Akhir kisah, sang suami yang gugur di medan pertempuran meninggalkan pesan agar Ida mencari pusaka yang ia simpan di dalam kamar tidur. Ida yang berusaha mencari pusaka tersebut justru menemukan sesuatu hal yang tak lernah ia duga sama sekali. Mengejutkan!

Dengan mengambil setting zaman mempertahankan kemerdekaan, penulis mengajak pembaca untuk lebih mampu menahan diri dalam menghadapi segala  kerumitan kehidupan. Jangan sampai seperti Ida yang karena egonya menolak permintaan terakhir sang suami. Penyesalan selalu datang belakangan.

Pemilihan kata serta alur cerita masih bisa dinikmati walau dibuat pada tahun 1965. Penggunaan ejaan lawas juga tak mengganggu kenikmatan membaca. ilustrasi yang ada juga lumayan bagus. Satu-satunya kekurangan buku ini adalah pada ukuran huruf yang lumayan kecil. Seakan dipaksakan agar kisah muat dalam 16 halaman, termasuk kover


Judul: Orang Jang Kembali: Kumpulan Tjerita-tjerita Pendek 1953-1955
Penulis: A. A'xandre Leo
Gambar Kulit & Dalam: Ekana Siswojo
Cetakan: Kedua-1960
Halaman: 137
Penerbit: Balai Pustaka

Sesuai dengan judul, terdapat 8 cerita pendek dalam buku ini. Mulai dari  Djembatan jang ditutup, Biograpi abangku, Jang tahu hanya kami, hingga Orang jang kembali. Setiap kisah memiliki keunikannya sendiri. Penggunaan ejaan lama  dijamin tidak akan mengganggu kenikmatan membaca.

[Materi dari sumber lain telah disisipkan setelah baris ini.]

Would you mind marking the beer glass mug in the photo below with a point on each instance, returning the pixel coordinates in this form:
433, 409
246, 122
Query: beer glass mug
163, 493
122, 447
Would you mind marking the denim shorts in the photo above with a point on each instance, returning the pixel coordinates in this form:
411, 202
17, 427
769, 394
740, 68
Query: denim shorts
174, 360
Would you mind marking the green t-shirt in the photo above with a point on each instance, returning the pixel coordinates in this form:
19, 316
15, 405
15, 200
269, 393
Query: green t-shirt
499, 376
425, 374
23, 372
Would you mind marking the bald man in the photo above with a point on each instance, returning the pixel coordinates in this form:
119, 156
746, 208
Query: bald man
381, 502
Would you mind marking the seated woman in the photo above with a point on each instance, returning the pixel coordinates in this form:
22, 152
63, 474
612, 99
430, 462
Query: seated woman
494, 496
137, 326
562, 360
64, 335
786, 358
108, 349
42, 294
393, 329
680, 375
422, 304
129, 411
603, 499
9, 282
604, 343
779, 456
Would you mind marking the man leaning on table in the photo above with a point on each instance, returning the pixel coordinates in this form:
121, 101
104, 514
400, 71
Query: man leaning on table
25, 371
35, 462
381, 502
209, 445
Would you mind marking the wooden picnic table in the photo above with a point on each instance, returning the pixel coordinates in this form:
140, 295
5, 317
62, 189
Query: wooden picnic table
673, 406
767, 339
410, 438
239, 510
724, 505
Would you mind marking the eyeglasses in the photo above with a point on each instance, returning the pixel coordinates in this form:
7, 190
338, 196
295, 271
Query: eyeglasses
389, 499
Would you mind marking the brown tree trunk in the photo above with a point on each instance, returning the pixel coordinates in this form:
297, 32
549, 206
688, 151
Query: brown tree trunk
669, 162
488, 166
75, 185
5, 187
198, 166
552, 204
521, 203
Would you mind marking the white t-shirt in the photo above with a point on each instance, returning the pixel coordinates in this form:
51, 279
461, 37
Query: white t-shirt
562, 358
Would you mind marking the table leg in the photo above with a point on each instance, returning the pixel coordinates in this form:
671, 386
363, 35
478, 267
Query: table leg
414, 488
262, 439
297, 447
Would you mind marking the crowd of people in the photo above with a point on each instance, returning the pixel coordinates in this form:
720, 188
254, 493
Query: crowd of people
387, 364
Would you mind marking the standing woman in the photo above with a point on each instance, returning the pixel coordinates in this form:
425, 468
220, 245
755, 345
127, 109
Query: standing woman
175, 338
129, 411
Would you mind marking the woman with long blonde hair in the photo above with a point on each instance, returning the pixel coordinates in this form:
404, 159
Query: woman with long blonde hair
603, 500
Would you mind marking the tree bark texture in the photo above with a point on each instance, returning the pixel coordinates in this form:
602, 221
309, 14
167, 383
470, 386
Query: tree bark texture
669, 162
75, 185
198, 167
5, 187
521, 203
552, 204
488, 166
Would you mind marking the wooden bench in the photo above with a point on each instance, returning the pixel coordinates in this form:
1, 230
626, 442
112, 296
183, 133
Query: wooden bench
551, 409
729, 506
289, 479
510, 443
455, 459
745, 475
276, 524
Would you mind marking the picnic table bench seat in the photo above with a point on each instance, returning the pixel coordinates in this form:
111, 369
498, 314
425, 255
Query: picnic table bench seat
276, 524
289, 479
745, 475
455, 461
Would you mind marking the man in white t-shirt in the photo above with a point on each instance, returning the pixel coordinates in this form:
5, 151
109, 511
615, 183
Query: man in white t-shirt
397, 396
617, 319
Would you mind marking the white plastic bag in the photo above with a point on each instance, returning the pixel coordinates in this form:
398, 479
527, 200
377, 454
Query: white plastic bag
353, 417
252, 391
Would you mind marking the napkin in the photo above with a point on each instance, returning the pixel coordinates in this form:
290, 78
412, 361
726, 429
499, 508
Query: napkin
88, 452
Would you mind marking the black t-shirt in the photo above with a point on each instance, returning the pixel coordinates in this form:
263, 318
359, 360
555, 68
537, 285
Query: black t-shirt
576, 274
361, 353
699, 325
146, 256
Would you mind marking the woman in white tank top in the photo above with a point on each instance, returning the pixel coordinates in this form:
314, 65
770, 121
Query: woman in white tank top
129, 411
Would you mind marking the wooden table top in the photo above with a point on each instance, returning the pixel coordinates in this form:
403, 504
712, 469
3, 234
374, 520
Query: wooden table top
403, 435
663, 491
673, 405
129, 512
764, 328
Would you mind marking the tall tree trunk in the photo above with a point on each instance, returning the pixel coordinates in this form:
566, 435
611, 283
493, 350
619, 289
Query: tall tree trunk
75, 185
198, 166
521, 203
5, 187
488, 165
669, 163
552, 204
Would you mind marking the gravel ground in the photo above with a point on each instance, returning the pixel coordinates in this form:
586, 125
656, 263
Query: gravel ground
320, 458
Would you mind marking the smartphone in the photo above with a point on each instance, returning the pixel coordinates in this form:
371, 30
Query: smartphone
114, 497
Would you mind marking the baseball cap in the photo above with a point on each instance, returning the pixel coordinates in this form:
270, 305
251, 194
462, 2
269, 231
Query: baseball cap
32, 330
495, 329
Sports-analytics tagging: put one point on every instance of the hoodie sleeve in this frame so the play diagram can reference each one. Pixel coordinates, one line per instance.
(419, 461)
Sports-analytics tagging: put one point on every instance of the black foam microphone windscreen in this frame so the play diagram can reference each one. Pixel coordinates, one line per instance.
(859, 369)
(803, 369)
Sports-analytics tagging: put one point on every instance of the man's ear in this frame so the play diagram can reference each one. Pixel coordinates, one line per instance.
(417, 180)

Tahun-tahun Jang Lalu berkisah mengenai kedatangan  Kenil  (sebutan bagi tentara  Hindia Belanda-KNIL singkatan dari het Koninklijke Nederlands(ch)-Indische Leger) 
ke sebuah 'negeri' . Info kedatangannya yang tak jelas beritanya membuat warga banyak yang merasa was-was. 

Ketika akhirnya pasukan datang, justru mereka menemukan sebuah 'negeri' yang nyaris kosong karena semua laki-laki bersembunyi.  Akibatnya para anggota Kenil marah dan  menjarah dan membakar rumah. Bagi penduduk kedatangan Kenil bukan untuk menjajah seperti yang diperkirakan, namun merampok!

Sementara kisah Auli cukup mengharukan bagi saya. Dikisahkan mengenai keponakan tokoh utama kisah yang menderita sakit. Segala upaya menyembuhkan belum juga menunjukkan hasil. Dokter yang dipanggil memberikan resep yang tak bisa diperoleh di apotek mana pun karena habis. Bahkan mungkin di seluruh Indonesia obat tersebut habis, begitu menurutnya. 

Selama sakit sang keponakan menginginkan coklat. Ia meminta sang paman membawakan coklat, dan sebagai paman yang baik, sang tokoh berupaya memenuhi keinginan sederhana tersebut. Ternyata butuh perjuangan panjang untuk bisa memberikan sepotong coklat bagi keponakan terkasih.

Pembaca bisa mendapat informasi bagaimana kehidupan masyarakat pada tahun 1950-an dari beberapa kisah yang dibuat sekitar tahun tersebut. Meski demikian, beberapa kisah yang mengambil setting tahun sebelum 1950 juga mampu memberikan gambaran mengenai kehidupan masyarakat saat kisah dibuat dengan gamblang.

Versi milik sahabat saya sudah  tidak asli lagi karena mengalami perubahan dari sisi kover. Kover aslinya saat membeli buku sudah sangat lapuk dan robek disana-sini. Untung saya menemukan buku sejenis di koleksi Perpustakaan UI. Lumayan buat diambil foto.

Kapan-kapan numpang baca yang lain lagi ah.
Sebagai penambah wawasan dalam bidang literasi.